03/06/2025
“Can’t the fundraising team just bring in more money?”
It’s a question one of my clients was asked recently by the Chair of Trustees, following news that a government contract, a long-standing source of income, was under threat.
It’s a question that fundraisers across the charity sector hear all too often—especially when times are tough and finances are under pressure.
But here’s the thing:
FUNDRAISING ISN'T A TAP YOU TURN ON when reserves get low.
It’s a long-term investment, not a quick fix.
Yet in many boardrooms, fundraisers are being asked to:
“Raise more unrestricted income—fast”
“Replace lost grant funding within months”
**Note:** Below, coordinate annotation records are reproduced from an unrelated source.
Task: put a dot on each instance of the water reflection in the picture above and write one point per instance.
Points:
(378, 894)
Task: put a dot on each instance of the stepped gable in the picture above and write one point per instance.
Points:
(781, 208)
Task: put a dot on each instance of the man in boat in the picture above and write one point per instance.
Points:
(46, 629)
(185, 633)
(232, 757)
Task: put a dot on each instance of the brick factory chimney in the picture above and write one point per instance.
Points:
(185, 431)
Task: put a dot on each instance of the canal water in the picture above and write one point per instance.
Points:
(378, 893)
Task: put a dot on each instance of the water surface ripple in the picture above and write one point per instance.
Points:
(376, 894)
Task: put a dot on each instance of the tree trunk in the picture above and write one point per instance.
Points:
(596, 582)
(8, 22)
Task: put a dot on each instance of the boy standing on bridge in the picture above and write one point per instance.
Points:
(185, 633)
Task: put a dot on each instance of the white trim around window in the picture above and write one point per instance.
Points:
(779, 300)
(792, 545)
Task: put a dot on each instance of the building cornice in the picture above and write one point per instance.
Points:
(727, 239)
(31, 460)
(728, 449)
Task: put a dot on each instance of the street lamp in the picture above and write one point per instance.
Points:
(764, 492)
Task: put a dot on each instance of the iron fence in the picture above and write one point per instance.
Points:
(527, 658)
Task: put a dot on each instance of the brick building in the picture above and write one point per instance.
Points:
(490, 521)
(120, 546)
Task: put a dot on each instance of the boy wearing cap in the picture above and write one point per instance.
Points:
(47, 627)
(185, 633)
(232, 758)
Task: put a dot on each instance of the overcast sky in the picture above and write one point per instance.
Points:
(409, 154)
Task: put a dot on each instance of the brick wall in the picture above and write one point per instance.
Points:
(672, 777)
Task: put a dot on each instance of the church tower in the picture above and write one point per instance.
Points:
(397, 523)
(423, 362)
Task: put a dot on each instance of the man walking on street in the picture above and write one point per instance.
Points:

“Grow income without increasing costs”
“Just find some big donors”
These questions often reflect a misunderstanding of how fundraising actually works.
The reality?
✅ Building donor relationships takes time
✅ Fundraising costs money—especially if you want it to be sustainable
✅ Without the right infrastructure (sound financial systems, good governance, strong leadership and a clear strategy) funders and major donors won’t want to back you
✅ Culture and leadership support are just as important as tactics
Too often, fundraisers are expected to deliver miracles in a vacuum—without the resources, authority, or organisational alignment to succeed. And when this doesn’t work, it’s seen as a fundraising failure, rather than a systems failure.
Instead of asking “Why isn’t fundraising doing more?”, boards might ask:
💬 Are we investing enough in fundraising to expect growth?
💬 Do we have the right systems and skills in place to succeed?
💬 Are we asking too much, too soon?
Fundraising can absolutely drive change. But only if we treat it as a serious, strategic function—not a magic wand.